Three Nanaimo youths won gold at this month’s Western Canada Cup trampoline and tumbling championships at Port Moody.

Nanaimo Gymnastics School athletes Abbi Richardson practises her trampoline routine at the club’s facility last week.

Nanaimo Gymnastics School athletes Abbi Richardson practises her trampoline routine at the club’s facility last week.

For Nanaimo’s trampolinists, things are looking up. And up. And up again.

Three local youths won gold at this month’s Western Canada Cup trampoline and tumbling championships at Port Moody.

Abbi Richardson and Chamberlan Teghtmeyer both won Western championships in Level 2 double mini trampoline, Emily Mould won gold in Level 3 tumbling and Richardson took a silver in tumbling.
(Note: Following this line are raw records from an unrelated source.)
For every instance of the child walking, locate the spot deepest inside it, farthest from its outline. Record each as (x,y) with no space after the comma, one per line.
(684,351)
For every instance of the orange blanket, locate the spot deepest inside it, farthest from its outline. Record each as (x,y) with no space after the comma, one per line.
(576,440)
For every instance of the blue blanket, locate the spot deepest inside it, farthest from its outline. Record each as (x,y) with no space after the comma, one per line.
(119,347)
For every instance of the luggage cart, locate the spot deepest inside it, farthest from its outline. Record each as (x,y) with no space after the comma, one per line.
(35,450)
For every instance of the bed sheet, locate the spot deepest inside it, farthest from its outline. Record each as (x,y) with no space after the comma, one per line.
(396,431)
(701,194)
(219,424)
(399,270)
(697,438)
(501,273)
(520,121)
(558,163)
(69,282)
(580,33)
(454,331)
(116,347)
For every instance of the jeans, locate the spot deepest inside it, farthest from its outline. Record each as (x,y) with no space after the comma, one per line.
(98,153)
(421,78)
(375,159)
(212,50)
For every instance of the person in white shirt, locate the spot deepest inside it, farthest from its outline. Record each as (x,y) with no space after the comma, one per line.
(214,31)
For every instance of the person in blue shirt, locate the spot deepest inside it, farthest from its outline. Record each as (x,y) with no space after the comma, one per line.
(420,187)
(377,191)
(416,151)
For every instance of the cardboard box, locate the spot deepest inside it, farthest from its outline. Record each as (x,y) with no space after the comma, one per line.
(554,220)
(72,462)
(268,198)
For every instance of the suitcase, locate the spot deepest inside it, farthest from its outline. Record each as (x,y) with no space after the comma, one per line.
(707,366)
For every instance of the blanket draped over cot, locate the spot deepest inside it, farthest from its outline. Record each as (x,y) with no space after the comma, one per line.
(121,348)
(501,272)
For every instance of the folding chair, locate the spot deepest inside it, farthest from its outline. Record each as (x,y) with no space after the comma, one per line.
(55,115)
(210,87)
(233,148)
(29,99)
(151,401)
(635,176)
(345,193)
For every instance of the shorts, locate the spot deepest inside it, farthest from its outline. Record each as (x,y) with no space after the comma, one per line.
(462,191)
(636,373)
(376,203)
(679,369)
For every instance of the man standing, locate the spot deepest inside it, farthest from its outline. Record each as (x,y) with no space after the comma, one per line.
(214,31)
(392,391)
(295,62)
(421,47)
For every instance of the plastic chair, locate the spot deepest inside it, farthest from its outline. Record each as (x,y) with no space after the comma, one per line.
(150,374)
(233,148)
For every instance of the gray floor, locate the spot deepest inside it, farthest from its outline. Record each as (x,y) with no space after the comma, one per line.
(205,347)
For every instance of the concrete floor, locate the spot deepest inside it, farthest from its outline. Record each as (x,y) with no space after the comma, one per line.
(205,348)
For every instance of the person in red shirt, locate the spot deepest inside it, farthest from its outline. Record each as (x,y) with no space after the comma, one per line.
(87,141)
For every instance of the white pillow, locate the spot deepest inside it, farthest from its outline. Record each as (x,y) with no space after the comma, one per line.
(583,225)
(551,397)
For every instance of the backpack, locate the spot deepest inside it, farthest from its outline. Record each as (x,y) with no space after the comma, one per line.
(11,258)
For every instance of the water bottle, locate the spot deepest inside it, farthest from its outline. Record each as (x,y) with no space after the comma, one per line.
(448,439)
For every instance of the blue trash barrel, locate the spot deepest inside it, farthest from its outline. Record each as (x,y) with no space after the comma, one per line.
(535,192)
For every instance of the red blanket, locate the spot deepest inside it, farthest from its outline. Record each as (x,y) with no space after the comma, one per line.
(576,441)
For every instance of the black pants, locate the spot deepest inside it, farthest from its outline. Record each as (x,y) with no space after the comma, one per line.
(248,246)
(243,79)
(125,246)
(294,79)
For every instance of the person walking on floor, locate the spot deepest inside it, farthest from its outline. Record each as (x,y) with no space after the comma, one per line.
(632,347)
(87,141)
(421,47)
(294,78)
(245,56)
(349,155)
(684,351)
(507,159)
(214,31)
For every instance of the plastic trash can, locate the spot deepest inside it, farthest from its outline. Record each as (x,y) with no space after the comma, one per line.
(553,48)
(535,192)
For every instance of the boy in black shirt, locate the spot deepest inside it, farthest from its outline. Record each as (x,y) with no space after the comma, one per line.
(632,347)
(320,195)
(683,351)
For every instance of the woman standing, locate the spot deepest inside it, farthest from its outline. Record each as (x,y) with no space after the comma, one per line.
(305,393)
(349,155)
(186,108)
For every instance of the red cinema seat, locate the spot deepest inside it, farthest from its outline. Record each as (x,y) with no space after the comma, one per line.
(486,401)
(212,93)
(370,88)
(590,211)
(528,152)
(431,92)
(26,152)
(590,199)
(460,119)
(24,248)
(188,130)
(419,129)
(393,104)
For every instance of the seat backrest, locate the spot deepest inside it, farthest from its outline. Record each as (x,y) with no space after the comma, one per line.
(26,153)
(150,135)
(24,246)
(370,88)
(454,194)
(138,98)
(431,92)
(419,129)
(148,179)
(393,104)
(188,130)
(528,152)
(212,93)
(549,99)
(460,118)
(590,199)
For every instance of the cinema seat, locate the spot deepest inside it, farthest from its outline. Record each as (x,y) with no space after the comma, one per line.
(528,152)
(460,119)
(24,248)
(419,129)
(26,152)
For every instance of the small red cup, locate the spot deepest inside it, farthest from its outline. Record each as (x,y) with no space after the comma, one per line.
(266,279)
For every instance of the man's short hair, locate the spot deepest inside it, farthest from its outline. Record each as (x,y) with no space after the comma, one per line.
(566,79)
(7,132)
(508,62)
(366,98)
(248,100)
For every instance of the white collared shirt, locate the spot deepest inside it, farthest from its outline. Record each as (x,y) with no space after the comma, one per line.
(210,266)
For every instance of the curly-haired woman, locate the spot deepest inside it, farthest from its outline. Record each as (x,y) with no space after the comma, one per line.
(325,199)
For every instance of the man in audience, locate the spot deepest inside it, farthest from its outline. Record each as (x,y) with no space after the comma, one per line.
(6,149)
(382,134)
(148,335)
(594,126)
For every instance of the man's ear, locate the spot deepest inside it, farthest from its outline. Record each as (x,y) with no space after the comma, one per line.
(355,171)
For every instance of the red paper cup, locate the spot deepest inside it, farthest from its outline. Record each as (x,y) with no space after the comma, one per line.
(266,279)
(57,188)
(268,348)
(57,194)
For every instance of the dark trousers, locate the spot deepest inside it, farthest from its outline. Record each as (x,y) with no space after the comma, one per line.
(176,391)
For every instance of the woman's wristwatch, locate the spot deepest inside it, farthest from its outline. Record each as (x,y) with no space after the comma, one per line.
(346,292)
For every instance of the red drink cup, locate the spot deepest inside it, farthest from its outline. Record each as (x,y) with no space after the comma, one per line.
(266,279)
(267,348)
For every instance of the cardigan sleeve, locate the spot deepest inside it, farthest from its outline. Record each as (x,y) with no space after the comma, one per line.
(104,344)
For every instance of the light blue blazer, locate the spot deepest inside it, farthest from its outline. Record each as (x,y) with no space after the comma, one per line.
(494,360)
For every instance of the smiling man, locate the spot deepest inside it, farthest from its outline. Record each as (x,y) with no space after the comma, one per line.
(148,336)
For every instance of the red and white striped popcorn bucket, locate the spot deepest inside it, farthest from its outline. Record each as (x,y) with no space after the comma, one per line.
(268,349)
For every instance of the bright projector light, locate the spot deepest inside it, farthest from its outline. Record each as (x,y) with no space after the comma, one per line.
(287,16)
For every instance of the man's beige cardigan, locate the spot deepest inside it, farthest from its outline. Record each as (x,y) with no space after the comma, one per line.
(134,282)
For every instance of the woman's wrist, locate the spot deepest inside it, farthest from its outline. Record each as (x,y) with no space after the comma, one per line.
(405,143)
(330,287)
“We represented Nanaimo so well,” said Mould.

Trampoline and tumbling have some things in common with other kinds of gymnastics, but they require some specialized training. Mould only recently took up the discipline so she could help the Nanaimo Gymnastics School field a team for provincials.

“I thought maybe I knew [what to expect], but it’s not the same; it’s so much different,” she said.

A tumbling line covers a longer distance than a diagonal of a floor routine, and it requires a springier surface. Gymnasts used to incorporating three ‘skills’ into a floor routine line might have to get eight into a tumbling line.

The format of a trampoline and tumbling – T and T – competition is an adjustment, too.

“It’s about three seconds and then you’re done, and then you have to wait,” Mould said.

Megan Conway, coach at Nanaimo Gymnastics School, said the club added T and T to make its programming more flexible.

“We added it to give another option,” she said. “Especially to our boys – the artistic boys’ program requires a lot of training … whereas trampoline and tumbling they can do quite well with between six and 12 hours a week. So it gives them options if they want to do other sports.”

And the boys and girls who take to the trampoline and tumbling have a chance to excel, as the club proved at Westerns.

“They’re liking it because they get to do both sports at the same time,” Conway said. “They’re having a little bit more success and they’re happy and positive and enjoying it.”